My baby is now a boy. Little A is one, a toddling, climbing dynamo of energy. A whole year, imagine that? Just 368 days ago I was on an operating table being cut open because after 11 hours of labor, the baby's heart rate indicated that the cord was wrapped around his neck (and over his shoulder, like a parachute harness).
One year. In that year I got down to my lowest weight ever (87 lbs as of last weighing) without even trying (in fact I have been on a weight gain mission since Little A was 2 months old), learned to appreciate the stay-at-home lifestyle (it's exhausting when you're looking after a baby 24/7) and had one haircut. My wardrobe has consisted of five, yes, five, tops, which, given their nursing openings, can only be worn with a handful of bottoms. I have seriously fallen off the style wagon in the past year.
One year means weaning. I've breastfed my baby longer than most mothers I know, as the average length of time is 6 months. The thing is, most mothers I know have nannies, which means they usually pump their milk and go about their lives (shopping, haircuts, long lunches, travel) while nanny stays home and feeds baby from a bottle. No nanny means no time to spend long stretches attached to a milking machine, and taking your baby with you wherever you go, which, given the circumstances is just the supermarket every two weeks and to the parents or in laws' houses for weekend lunches. No nanny means direct feeding, as who would have the time to wash and sterilise all those bottles when baby is attached to you and knows the food source is right there anyway?
At 6 months, we attempted to get Little A to take a bottle so that at least when we were out in public, I wouldn't have to keep flashing my boobs to the world. He hated it at first, but perseverance meant he would reluctantly accept one, when he felt like it. His bottle of choice? Not the Dr. Browns wide-neck trio we got for a shower present, nor the Tommee Tippees that came free with our steriliser. Not the Nuk bottle that cost a fortune (and thankfully we only bought one of) - my little one liked the slim Marimekko bottle his godmother brought him from Finland as a Christmas present.

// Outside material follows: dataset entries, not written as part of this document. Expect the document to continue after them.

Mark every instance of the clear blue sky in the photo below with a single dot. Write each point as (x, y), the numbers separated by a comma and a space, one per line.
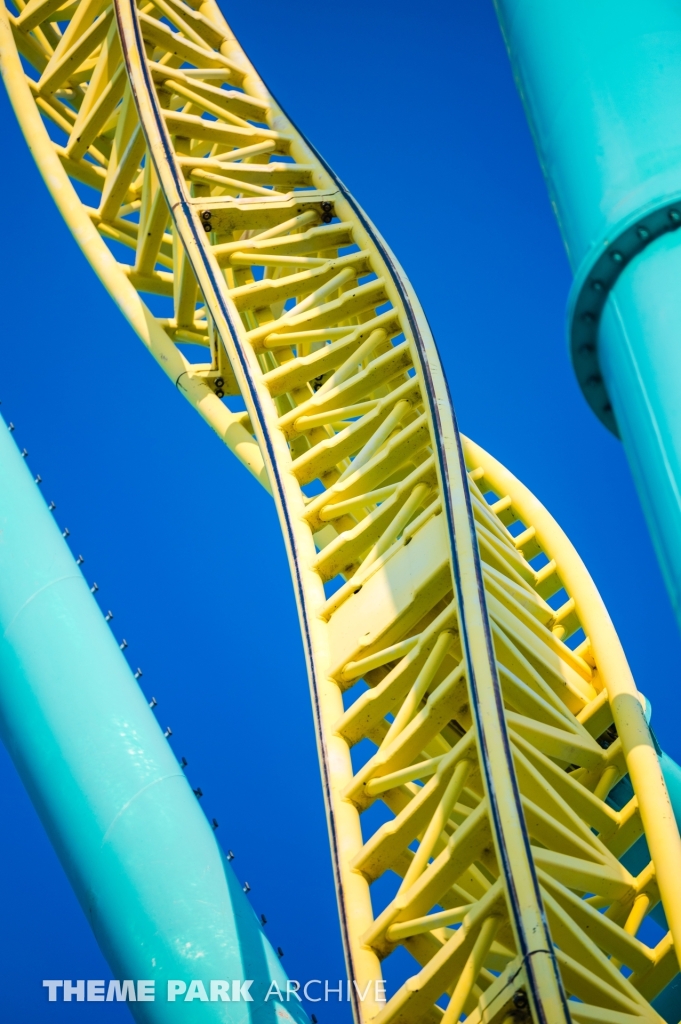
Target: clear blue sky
(415, 108)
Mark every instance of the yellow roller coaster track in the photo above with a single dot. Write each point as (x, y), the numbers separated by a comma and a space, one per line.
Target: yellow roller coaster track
(453, 637)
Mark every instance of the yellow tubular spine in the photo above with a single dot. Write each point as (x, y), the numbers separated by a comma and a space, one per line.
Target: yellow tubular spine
(493, 731)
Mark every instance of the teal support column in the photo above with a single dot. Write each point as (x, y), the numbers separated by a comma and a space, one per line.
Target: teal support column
(600, 83)
(158, 892)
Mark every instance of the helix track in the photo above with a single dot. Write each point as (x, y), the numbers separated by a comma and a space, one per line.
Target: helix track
(473, 707)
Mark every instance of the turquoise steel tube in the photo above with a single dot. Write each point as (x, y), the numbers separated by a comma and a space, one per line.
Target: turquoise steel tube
(143, 861)
(600, 83)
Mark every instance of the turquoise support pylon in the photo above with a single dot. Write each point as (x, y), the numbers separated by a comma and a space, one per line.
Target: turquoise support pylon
(158, 892)
(600, 83)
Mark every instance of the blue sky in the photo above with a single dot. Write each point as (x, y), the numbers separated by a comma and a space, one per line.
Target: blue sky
(414, 105)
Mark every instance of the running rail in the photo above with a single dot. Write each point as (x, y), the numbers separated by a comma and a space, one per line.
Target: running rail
(600, 84)
(445, 620)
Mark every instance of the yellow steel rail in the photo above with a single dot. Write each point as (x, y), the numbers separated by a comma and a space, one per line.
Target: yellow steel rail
(480, 697)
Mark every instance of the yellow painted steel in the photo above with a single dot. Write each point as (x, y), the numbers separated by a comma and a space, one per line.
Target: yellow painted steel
(463, 674)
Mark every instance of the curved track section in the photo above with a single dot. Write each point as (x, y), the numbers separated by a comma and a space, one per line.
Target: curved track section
(473, 707)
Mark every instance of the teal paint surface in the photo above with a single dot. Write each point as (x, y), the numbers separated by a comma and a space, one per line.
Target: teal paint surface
(600, 83)
(160, 896)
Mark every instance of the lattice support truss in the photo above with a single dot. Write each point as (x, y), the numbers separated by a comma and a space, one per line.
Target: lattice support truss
(473, 707)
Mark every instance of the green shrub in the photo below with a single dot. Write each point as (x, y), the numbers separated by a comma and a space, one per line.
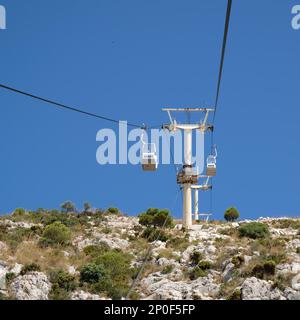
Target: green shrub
(167, 269)
(205, 265)
(236, 295)
(196, 273)
(238, 261)
(68, 206)
(156, 218)
(178, 244)
(265, 269)
(118, 274)
(287, 223)
(106, 230)
(19, 212)
(10, 276)
(56, 233)
(196, 257)
(114, 290)
(30, 268)
(231, 214)
(153, 234)
(92, 273)
(254, 230)
(114, 211)
(95, 251)
(63, 280)
(271, 249)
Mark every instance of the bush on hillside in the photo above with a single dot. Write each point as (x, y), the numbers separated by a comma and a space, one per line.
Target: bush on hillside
(156, 218)
(254, 230)
(152, 234)
(92, 273)
(32, 267)
(56, 233)
(231, 214)
(266, 268)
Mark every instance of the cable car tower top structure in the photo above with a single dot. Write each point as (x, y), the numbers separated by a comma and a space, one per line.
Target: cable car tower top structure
(188, 177)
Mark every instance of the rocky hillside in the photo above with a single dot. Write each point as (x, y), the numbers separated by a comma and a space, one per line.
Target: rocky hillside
(96, 255)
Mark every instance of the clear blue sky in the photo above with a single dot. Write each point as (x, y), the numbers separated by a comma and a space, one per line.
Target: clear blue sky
(126, 59)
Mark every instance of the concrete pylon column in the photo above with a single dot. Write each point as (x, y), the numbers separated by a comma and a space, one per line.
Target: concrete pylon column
(187, 191)
(196, 206)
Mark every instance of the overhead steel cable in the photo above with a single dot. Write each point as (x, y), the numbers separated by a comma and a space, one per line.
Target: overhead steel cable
(225, 36)
(64, 106)
(227, 22)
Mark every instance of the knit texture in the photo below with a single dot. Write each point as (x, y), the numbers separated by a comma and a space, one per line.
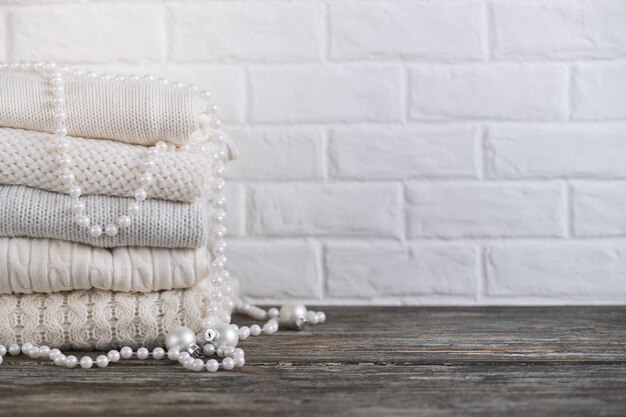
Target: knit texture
(29, 212)
(128, 111)
(102, 319)
(45, 266)
(102, 167)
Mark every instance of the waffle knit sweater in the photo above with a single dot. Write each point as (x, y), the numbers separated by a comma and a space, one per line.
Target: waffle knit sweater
(133, 112)
(29, 212)
(103, 167)
(46, 266)
(103, 319)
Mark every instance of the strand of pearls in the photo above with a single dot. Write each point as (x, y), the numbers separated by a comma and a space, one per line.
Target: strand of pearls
(61, 145)
(182, 343)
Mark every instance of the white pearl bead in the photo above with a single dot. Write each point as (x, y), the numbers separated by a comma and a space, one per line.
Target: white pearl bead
(228, 364)
(142, 353)
(95, 230)
(228, 335)
(126, 352)
(114, 356)
(75, 191)
(311, 317)
(14, 349)
(173, 354)
(140, 194)
(102, 361)
(212, 365)
(123, 221)
(71, 361)
(86, 362)
(44, 351)
(60, 360)
(110, 230)
(146, 178)
(244, 332)
(158, 353)
(208, 349)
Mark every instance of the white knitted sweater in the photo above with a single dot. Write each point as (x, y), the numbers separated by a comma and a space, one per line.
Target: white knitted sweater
(46, 266)
(138, 112)
(103, 319)
(103, 167)
(29, 212)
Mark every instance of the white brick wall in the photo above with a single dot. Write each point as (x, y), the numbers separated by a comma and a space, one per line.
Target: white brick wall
(393, 151)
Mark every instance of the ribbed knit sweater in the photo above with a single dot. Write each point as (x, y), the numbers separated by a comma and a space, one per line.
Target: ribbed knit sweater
(103, 167)
(29, 212)
(46, 266)
(133, 112)
(103, 319)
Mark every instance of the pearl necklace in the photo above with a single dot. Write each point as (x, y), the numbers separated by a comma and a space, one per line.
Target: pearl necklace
(184, 346)
(61, 144)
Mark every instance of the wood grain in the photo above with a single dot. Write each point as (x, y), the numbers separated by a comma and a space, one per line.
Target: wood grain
(564, 361)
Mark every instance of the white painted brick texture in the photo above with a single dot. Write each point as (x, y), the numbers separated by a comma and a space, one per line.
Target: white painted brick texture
(392, 151)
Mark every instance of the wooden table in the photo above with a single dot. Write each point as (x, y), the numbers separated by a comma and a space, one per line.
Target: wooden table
(365, 361)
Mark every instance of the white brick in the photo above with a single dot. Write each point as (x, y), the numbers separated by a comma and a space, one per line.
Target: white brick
(403, 152)
(545, 269)
(407, 29)
(227, 86)
(277, 154)
(599, 92)
(321, 209)
(565, 29)
(489, 91)
(556, 151)
(274, 269)
(88, 33)
(325, 94)
(390, 269)
(599, 209)
(235, 209)
(246, 31)
(485, 210)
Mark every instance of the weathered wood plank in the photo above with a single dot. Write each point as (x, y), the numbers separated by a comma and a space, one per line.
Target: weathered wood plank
(366, 361)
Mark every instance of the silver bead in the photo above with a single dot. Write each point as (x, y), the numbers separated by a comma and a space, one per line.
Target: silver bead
(293, 316)
(180, 338)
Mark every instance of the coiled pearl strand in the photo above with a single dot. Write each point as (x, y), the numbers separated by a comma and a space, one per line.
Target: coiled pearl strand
(232, 356)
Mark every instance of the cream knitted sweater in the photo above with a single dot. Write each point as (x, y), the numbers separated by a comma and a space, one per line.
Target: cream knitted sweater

The Finns are way ahead of the rest of the world when it comes to style. Not only do they have fabulous designers of all sorts - architecture, interiors, graphics and fashion - they seem to be more earth-conscious than the rest of us. The bottle not only had lovely Unikko flowers on it, its teat was of a different shape than any other one I'd seen. It was flattish, not round, with an arrow to show which side was the top, as the human mouth is not evenly shaped but has a top bite that goes over the lower one. This teat was as brilliantly designed as anything else that was Finnish. It fit the human mouth perfectly. No wonder Little A thought the others were inferior.
When he had to drink from a bottle, Little A preferred this one. But having only one of these, and a small sized one at that, I had to write his godmother and ask if she could please send over a couple more for his birthday.
Unlike other babies who wean simply from breastmilk to cow's milk or formula, Little A has the double whammy of having to accept a bottle or a cup AND a different type of milk at the same time. I don't expect it to be easy, and heaved a sigh of relief upon finding out that my parents timed their annual European trip perfectly, leaving two days after his birthday and staying away an entire month. Not only can Little A's godmother send more bottles to London if need be, rather than all the way to Manila, we will have less distractions in the form of grandparents popping in at any time of day to whisk us away for afternoon tea or lunch. While the distractions may actually help the weaning process by taking us away from Little A's familiar environment of home, at least we will be doing things at his pace and time.
In mid-August comes Big A's weeklong holiday, which we will be spending in the mountains as we have done every year since 2003, except for last year when Little A was just born. I hope to have him fully weaned by then, six weeks from now. Let's see how it goes.